In 17 years of cookbook work, a whole lot of cookbook titles great and terrible, have crossed this desk. Naming a cookbook is a special talent, and the names have stuck with me, for better or worse. Past and Repast was one of the best, a little book put out by a historic colonial-era Episcopal church on the east coast. Wild Fare and Wise Words was a fish and game cookbook with advice and nature thoughts.
At the other end of the spectrum were the Thymes. Thyme for Dinner, Thymes Remembered, Family Thyme. Good Thymes, Thymes Past. Hard Thyme: Recipes from the Florida Penitentiary System. Haha! -- just kidding -- that's a little cookbook editor joke.
Then there were "Palette" (homophone of "palate" -- get it?) for arts organizations and other specialty books. The Cook's Palette (not bad), The Mansion's Palette (wha?), Vegan Palette, Dove's Palette.

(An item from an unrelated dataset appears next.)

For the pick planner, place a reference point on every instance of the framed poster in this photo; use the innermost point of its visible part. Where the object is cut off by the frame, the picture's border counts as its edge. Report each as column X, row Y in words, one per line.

"Bible" cookbook titles make me uneasy -- Cake Bible, Barbecue Bible. What exactly does that mean? That if you follow the directions you'll find a place in the Choir Invisible? How shallow are people who want a "bible" about .... cake? What's wrong with the word "encyclopedia," which sidesteps the whole religion issue?
Rose Levy Berenbaum's next book of cakes is coming out, and Fine Cooking magazine recently previewed it. You'll never guess the title. Heavenly Cakes. This is where that whole "bible" thing leads.
What's my favorite cookbook title? Maybe it's In the Sweet Kitchen, which is different and descriptive. Maybe it's Great Food Without Fuss, a collection of food writers' favorite simple recipes. Maybe How to Cook Everything, which manages to be biblically epic with being presumptive.
What's the worst cookbook name you've come across? And the best?